2014 is a celebration year for one of the protagonist institutions of the history of Materials research in Brazil. The São Carlos Institute of Physics (IFSC), from University of São Paulo (USP), celebrates its 20th anniversary.
However, the origins of IFSC and its contributions to Brazilian Materials Science and Engineering date back to 60 years ago. “From its origins, IFSC had a central role in the development of Materials Science and Engineering, since Materials research was present with the pioneers of IFSC,” says Professor Antonio Carlos Hernandes, IFSC dean from 2010 to 2014 and researcher in the field of Materials.
The beginning of the history can be set in 1953, when USP, which had been founded in 1934, opened a teaching and research facility in the then small city of São Carlos, in the heart of the state of São Paulo.
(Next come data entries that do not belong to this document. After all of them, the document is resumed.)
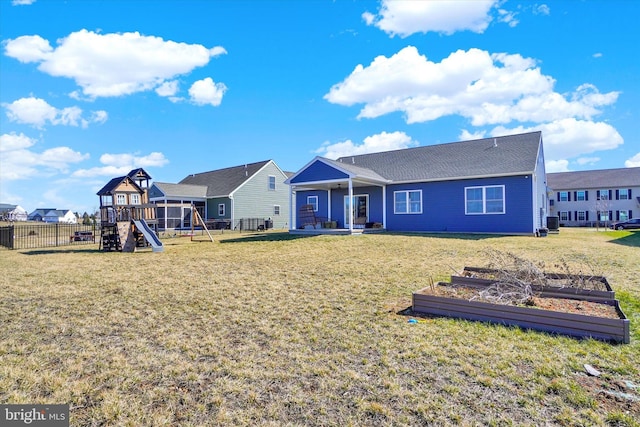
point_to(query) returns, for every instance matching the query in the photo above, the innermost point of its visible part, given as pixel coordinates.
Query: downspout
(291, 209)
(233, 219)
(384, 207)
(350, 206)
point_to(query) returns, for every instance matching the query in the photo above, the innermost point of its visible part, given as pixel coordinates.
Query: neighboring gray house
(232, 196)
(594, 197)
(12, 212)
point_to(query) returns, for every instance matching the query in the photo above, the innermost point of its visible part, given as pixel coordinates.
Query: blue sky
(92, 89)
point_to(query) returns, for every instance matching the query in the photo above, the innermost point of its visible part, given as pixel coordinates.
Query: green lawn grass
(274, 329)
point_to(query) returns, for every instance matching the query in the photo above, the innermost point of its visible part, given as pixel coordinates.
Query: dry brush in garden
(518, 280)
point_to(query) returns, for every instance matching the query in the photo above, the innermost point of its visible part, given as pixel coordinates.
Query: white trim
(408, 212)
(315, 206)
(484, 200)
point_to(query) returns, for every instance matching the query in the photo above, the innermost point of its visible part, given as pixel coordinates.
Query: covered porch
(329, 197)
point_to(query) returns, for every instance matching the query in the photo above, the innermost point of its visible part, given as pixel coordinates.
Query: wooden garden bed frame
(576, 325)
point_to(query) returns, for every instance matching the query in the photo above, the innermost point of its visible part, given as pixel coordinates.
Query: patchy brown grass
(272, 329)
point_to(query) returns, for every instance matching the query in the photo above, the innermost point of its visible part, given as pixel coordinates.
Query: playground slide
(148, 234)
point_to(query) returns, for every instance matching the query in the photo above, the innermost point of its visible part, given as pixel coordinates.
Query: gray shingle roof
(182, 190)
(361, 172)
(500, 156)
(223, 182)
(603, 178)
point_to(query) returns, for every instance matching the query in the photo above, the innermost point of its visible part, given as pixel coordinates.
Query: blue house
(491, 185)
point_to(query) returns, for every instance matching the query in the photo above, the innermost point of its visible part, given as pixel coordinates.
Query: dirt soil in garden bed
(564, 305)
(578, 282)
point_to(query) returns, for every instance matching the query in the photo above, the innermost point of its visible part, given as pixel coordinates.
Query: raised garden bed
(578, 314)
(557, 285)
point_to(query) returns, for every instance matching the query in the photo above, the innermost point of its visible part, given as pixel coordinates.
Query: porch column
(350, 206)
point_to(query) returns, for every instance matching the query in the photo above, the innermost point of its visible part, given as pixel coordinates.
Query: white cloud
(106, 65)
(509, 92)
(557, 166)
(485, 88)
(466, 135)
(406, 17)
(542, 9)
(11, 142)
(121, 164)
(168, 88)
(19, 161)
(587, 161)
(569, 138)
(22, 2)
(37, 113)
(508, 17)
(207, 92)
(372, 144)
(633, 162)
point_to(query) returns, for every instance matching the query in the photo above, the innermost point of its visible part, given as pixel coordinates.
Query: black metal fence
(40, 235)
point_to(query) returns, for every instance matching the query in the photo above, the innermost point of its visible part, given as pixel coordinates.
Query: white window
(623, 194)
(313, 201)
(407, 202)
(484, 200)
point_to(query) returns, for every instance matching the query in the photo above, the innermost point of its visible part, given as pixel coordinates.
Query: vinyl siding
(443, 208)
(253, 199)
(319, 171)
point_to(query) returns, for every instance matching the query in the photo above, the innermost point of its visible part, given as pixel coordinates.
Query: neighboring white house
(594, 197)
(12, 212)
(53, 216)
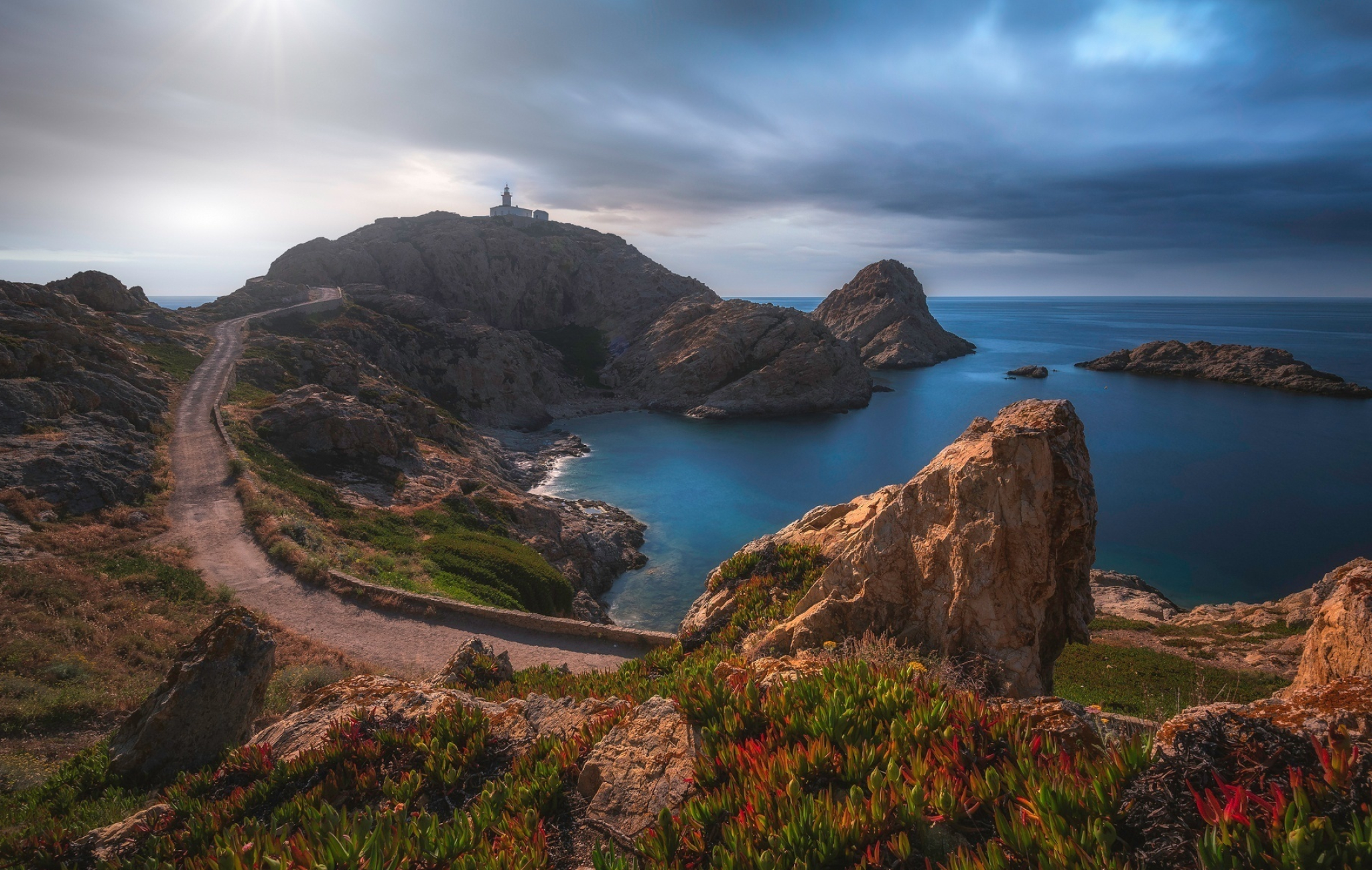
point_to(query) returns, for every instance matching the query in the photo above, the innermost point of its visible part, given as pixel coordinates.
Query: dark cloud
(1217, 131)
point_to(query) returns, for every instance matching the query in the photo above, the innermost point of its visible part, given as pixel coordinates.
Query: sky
(766, 149)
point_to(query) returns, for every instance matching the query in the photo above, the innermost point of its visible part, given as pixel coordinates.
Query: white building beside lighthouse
(515, 213)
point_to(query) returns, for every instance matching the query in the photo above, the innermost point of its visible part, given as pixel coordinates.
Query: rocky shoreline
(1233, 364)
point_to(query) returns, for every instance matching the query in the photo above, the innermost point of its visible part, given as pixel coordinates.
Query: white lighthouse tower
(515, 213)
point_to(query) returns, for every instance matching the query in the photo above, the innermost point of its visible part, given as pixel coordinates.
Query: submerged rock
(1339, 643)
(1127, 596)
(885, 314)
(985, 552)
(642, 766)
(208, 702)
(1234, 364)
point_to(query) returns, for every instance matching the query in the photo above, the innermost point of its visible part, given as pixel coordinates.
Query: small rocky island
(885, 314)
(1233, 364)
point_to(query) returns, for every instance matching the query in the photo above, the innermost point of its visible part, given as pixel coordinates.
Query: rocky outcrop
(316, 424)
(1234, 364)
(255, 296)
(517, 722)
(208, 702)
(738, 359)
(641, 767)
(100, 292)
(985, 552)
(885, 314)
(475, 666)
(1127, 596)
(78, 397)
(1339, 643)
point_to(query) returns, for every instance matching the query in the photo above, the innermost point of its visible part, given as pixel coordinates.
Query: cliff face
(1233, 364)
(885, 314)
(985, 552)
(531, 277)
(740, 359)
(512, 327)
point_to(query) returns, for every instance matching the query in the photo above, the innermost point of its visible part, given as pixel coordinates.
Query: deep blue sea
(1211, 491)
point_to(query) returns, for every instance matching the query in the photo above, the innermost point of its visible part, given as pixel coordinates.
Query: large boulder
(985, 552)
(740, 359)
(641, 767)
(885, 314)
(1339, 643)
(315, 423)
(206, 703)
(100, 292)
(1127, 596)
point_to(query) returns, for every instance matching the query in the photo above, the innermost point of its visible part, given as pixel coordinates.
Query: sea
(1209, 491)
(182, 302)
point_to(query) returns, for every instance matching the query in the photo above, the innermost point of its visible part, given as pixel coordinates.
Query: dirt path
(206, 515)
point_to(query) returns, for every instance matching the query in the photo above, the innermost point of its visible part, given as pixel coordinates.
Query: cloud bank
(1117, 146)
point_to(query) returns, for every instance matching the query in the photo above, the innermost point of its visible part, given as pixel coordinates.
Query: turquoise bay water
(1211, 491)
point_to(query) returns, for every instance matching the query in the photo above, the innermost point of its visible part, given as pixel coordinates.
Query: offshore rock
(1233, 364)
(1339, 643)
(315, 423)
(100, 292)
(206, 703)
(1127, 596)
(985, 552)
(640, 767)
(885, 314)
(740, 359)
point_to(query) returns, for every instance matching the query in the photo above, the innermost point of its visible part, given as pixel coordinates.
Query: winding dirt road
(206, 515)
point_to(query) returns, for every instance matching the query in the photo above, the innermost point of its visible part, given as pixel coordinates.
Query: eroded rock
(984, 552)
(885, 314)
(1234, 364)
(1127, 596)
(640, 767)
(206, 703)
(1339, 641)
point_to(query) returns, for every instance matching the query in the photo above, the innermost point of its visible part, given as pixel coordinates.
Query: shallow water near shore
(1211, 491)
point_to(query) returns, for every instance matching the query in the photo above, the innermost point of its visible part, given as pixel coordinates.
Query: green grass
(174, 360)
(1149, 684)
(585, 351)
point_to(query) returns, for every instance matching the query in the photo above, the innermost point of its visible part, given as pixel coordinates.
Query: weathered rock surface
(640, 767)
(100, 292)
(1339, 643)
(316, 424)
(736, 359)
(116, 840)
(475, 659)
(78, 398)
(1128, 597)
(1234, 364)
(518, 722)
(885, 314)
(985, 552)
(208, 702)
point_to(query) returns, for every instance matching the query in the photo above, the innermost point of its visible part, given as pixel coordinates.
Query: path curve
(206, 515)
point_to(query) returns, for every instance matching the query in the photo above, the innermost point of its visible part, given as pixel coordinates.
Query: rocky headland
(940, 564)
(885, 314)
(1233, 364)
(87, 371)
(515, 326)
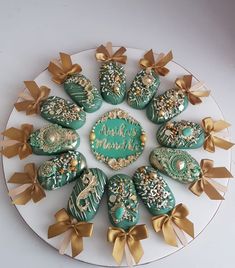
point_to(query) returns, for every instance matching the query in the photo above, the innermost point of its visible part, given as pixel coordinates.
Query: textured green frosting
(123, 205)
(87, 193)
(53, 139)
(113, 82)
(176, 164)
(117, 139)
(153, 190)
(81, 91)
(181, 134)
(164, 107)
(61, 170)
(62, 112)
(142, 89)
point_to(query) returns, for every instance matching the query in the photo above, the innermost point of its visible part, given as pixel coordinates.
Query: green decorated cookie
(176, 164)
(153, 190)
(62, 112)
(87, 193)
(117, 139)
(142, 89)
(122, 202)
(181, 134)
(164, 107)
(81, 91)
(53, 139)
(61, 170)
(112, 82)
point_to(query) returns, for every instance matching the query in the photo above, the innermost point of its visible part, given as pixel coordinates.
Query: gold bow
(205, 184)
(106, 54)
(148, 62)
(61, 70)
(167, 222)
(194, 96)
(120, 238)
(17, 143)
(31, 103)
(210, 127)
(30, 187)
(75, 231)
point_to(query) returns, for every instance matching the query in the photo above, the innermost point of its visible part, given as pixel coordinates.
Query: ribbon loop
(158, 66)
(194, 96)
(120, 238)
(211, 141)
(31, 103)
(19, 138)
(105, 54)
(166, 222)
(205, 184)
(60, 70)
(29, 186)
(74, 232)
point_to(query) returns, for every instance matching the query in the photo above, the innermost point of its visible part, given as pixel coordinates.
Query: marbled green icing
(153, 190)
(176, 164)
(181, 134)
(85, 198)
(123, 205)
(116, 139)
(62, 112)
(81, 91)
(61, 170)
(113, 82)
(53, 139)
(142, 89)
(164, 107)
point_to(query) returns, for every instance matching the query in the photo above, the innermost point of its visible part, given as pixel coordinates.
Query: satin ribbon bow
(158, 66)
(194, 96)
(120, 238)
(74, 232)
(106, 54)
(205, 184)
(31, 103)
(210, 127)
(17, 143)
(61, 70)
(173, 224)
(30, 187)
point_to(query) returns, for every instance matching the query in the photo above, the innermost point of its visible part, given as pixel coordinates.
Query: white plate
(96, 249)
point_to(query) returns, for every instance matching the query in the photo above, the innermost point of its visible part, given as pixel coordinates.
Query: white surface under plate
(96, 249)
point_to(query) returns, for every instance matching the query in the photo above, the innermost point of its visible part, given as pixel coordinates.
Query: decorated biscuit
(61, 170)
(112, 74)
(146, 82)
(77, 86)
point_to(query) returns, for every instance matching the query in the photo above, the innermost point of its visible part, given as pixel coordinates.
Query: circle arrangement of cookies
(116, 140)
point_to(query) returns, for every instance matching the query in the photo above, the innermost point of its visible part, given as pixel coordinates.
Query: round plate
(96, 249)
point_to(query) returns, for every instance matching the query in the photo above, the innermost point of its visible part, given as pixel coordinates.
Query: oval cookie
(122, 202)
(153, 191)
(177, 164)
(85, 198)
(61, 170)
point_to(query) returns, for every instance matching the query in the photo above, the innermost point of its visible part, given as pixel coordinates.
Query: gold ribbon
(159, 68)
(30, 187)
(74, 230)
(205, 184)
(105, 54)
(37, 95)
(166, 223)
(210, 127)
(17, 143)
(61, 70)
(120, 238)
(194, 96)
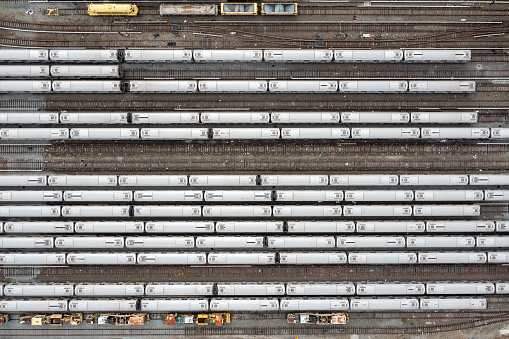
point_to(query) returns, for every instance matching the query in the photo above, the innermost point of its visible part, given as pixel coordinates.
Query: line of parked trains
(236, 86)
(233, 55)
(234, 289)
(253, 242)
(238, 211)
(255, 195)
(252, 258)
(258, 180)
(242, 8)
(254, 227)
(239, 117)
(251, 133)
(240, 304)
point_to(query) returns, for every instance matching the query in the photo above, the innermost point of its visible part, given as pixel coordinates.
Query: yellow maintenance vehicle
(52, 319)
(318, 318)
(112, 9)
(136, 319)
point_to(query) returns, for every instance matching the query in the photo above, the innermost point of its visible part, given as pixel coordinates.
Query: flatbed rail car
(279, 8)
(239, 8)
(112, 9)
(188, 9)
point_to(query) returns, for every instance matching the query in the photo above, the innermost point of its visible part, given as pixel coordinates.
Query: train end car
(279, 8)
(233, 8)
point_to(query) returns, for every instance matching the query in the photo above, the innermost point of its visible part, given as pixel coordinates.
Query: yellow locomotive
(112, 9)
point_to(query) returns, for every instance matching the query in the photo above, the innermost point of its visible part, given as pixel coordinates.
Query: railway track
(262, 27)
(262, 148)
(475, 11)
(260, 156)
(257, 102)
(248, 331)
(316, 273)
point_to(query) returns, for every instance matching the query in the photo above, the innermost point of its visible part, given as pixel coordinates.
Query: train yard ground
(480, 26)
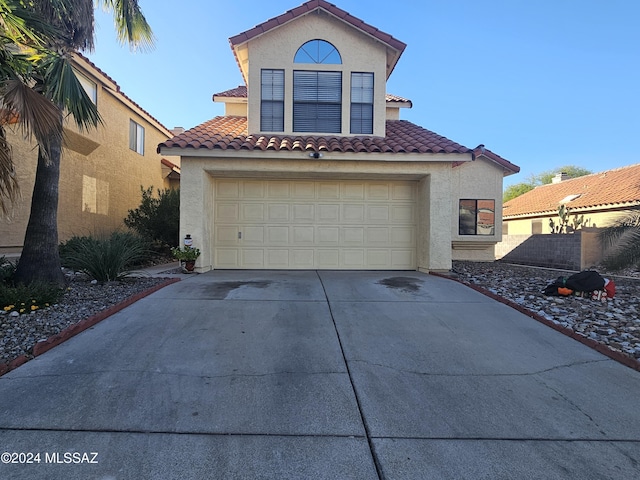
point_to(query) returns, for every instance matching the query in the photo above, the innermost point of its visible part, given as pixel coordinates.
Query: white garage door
(314, 224)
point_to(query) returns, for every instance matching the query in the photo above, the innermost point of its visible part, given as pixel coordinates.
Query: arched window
(318, 51)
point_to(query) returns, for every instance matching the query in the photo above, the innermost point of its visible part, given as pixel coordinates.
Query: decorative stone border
(72, 330)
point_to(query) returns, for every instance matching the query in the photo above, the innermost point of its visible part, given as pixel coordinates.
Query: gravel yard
(615, 323)
(19, 333)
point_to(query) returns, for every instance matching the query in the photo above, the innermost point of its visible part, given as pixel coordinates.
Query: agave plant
(621, 240)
It was the School of Engineering of São Carlos (EESC), which exists to the present. At the time, the dean of the school, Theodoreto Souto, mandated to form a team of lecturers and researchers, recruited professors to São Carlos, mainly in São Paulo (USP), in Rio de Janeiro and abroad, but failed for them to settle in town for long.
From Rio de Janeiro, the first to integrate the EESC professors’ team was physicist Armando Dias Tavares, assistant of Joaquim da Costa Ribeiro in the Physics laboratories of the National School of Philosophy of the University of Rio de Janeiro (now Federal University of Rio de Janeiro, UFRJ). Then, collaborators and students of Dias Tavares, who had learned to do science in the “school” of Costa Ribeiro and Bernhard Gross (main pioneers of Materials research in Brazil) left the “marvelous city” to the inland of São Paulo, invited by Souto. Among them, the newly graduated in Physics and Chemistry and honeymooners Sergio Mascarenhas Oliveira and Yvonne Primerano Mascarenhas – a couple who leaved an important legacy in the history of Materials Science and Engineering in the region and in the country – arrived in São Carlos in 1956.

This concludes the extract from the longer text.